As Hollywood thrashes around for the next ‘young adult’ franchise, it looks as though Maze Runner‘s worked for 20th Century Fox, you might be forgiven for ignoring the films if you’re several decades beyond the core audience. It was out of duty I watched Divergent and was delighted to find a narrative that wasn’t compromising over its representation of women. Like The Hunger Games, where Jennifer Lawrence constantly looks uncomfortable when she’s wearing the fancy clothes of the Capitol, Divergent looks beyond the looks of its lead women. We are at a moment where women are becoming more visible (I note that the President of the PGA has just been sacked for misogynist remarks) but are having to withstand a Neanderthal male backlash: see #gamergate for example.
The DVD cover is not exactly encouraging as it repeats the trope that attractive women must twist their bodies so their bum and breasts are visible, but Theo James’ ‘helper’ is definitely in his place.
What matters is the film and Shailene Woodley’s Tris is a well drawn character who excels both in mind and body. Unlike The Hunger Games (so far in the films at least) she is also a sexual being and the growing attraction between her and James’ Four is well played and directed. And I particularly liked the scene where she teams up with her mother (Ashley Judd – see pic above) to shoot their way out of trouble.

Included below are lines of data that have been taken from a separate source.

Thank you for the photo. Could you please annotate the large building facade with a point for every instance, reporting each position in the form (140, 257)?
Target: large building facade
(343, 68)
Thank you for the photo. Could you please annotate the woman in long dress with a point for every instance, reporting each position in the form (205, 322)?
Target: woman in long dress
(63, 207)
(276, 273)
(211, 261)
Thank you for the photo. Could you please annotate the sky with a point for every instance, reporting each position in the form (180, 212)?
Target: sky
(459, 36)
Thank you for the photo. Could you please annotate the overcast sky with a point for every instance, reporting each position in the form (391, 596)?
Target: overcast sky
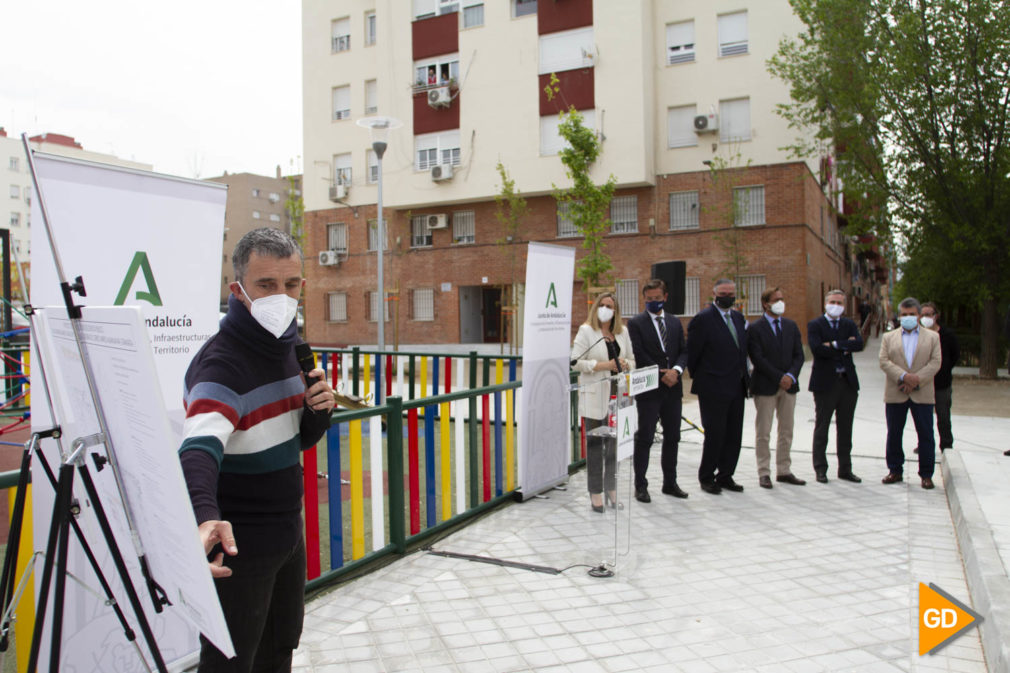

Whilst Hollywood apparently prevaricates over whether to actually produce a woman superhero film, audiences are voting with their tickets and the sequel to Divergent follows next year. Hopefully the brave women who are the focus of men’s bile, particularly online where anonymity makes the attacks more frequent, can withstand the pressure and the mass media can start representing women as more than pretty adjuncts to men. Men, of course, have their role in this as well by challenging the everyday sexism that pervades many work environments and not giving any consideration to the Daily Mail who delight in having misogynist female columnists.